When Quinn finished, a reporter rose to ask a question, which she prefaced by informing Quinn, and the room, of breaking news: The U.S. Court of Appeals had just declined to stay Obama’s Clean Power Plan, pending final review. The industry had hired scores of lawyers to argue for that stay. The room got a little sadder, and Quinn hemmed and hawed for a bit.
The ballroom crowd, seating at round tables, started to thin out as the bad legal news sunk in, the afternoon dragged on, and the three lowest-paid CEOs concluded the program. Even a promised post-event cocktail hour couldn’t stop the exodus.
Dan Dolan, President of the New England Power Generators Association (a bargain $257,082 salary), said the Obama Clean Power Plan “is a complete non-event in New England” because carbon mandates imposed by some New England states go well beyond what the EPA is requiring.
Yet another lawyer / CEO, Sue Kelly of the American Public Power Association ($384,314) presented a busy Powerpoint slide full of federal regulatory issues that concerned her, including, again, the dreaded Clean Power Plan.
Finally, when it appeared as if all the energy had been sapped out of the room, Rhone Resch ($627,348), CEO of the Solar Energy Industries Association, bounded up to the podium. In contrast to the somewhat hunched and lethargic men who make up much of the fossil lobby CEO population, Rhone Resch was tall and ramrod straight in a pressed suit, with the hair, face, and voice of an actor. Maybe he was our energy future.

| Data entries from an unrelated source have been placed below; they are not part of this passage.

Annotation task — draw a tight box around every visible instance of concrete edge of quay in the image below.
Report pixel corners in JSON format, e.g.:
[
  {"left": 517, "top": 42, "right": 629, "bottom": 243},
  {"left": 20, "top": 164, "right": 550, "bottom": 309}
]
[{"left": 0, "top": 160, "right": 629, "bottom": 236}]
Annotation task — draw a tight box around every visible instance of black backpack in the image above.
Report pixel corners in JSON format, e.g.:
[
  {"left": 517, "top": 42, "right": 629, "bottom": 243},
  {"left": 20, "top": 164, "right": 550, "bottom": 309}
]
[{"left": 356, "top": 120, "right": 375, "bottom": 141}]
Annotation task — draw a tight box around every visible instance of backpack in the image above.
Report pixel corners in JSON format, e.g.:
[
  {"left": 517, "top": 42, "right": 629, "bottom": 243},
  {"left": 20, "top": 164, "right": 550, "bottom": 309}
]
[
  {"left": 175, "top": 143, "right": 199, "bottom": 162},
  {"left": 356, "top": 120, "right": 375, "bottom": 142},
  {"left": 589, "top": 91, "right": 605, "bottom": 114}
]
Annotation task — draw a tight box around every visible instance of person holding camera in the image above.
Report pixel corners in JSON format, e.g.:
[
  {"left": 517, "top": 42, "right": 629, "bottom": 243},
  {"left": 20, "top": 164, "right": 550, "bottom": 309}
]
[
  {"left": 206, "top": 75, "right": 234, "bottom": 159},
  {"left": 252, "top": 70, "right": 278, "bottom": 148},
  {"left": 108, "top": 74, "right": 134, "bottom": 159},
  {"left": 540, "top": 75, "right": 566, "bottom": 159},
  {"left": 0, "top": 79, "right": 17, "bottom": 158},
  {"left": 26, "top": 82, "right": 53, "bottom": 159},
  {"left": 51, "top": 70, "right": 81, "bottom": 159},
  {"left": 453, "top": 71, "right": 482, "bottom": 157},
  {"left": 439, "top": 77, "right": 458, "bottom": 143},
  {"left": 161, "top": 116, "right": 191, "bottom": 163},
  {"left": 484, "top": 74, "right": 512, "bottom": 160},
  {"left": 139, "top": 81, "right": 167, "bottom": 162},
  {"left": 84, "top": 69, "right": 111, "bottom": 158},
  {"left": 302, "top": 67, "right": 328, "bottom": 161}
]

Resch then reported that solar energy has just reached 1% of total U.S. power generation – up from .1 % 5 years ago.
That announcement seemed to make little impression on the audience. But all kinds of knowing looks and whispers were exchanged at the event’s conclusion when the head of the U.S. Energy Association announced that D.C.’s subway system would be shutting down for the impending massive snowstorm.
It seemed as if the crowd was generally unimpressed with Washington’s public transportation system. But I don’t think it worried the energy lobby CEOs. Based on the views they expressed, they likely have cars and SUVs waiting for them.
When it comes to moving toward clean energy policies, the U.S. still has a lot to overcome.
This article also appears on Huffington Post.
Correction: This article originally stated that Dave McCurdy of the American Gas Association criticized EPA rules. In fact, McCurdy was discussing the Department of Energy’s Notice of Proposed Rulemaking on Energy Conservation Standards for Residential Furnaces, not an EPA regulation. I regret the error.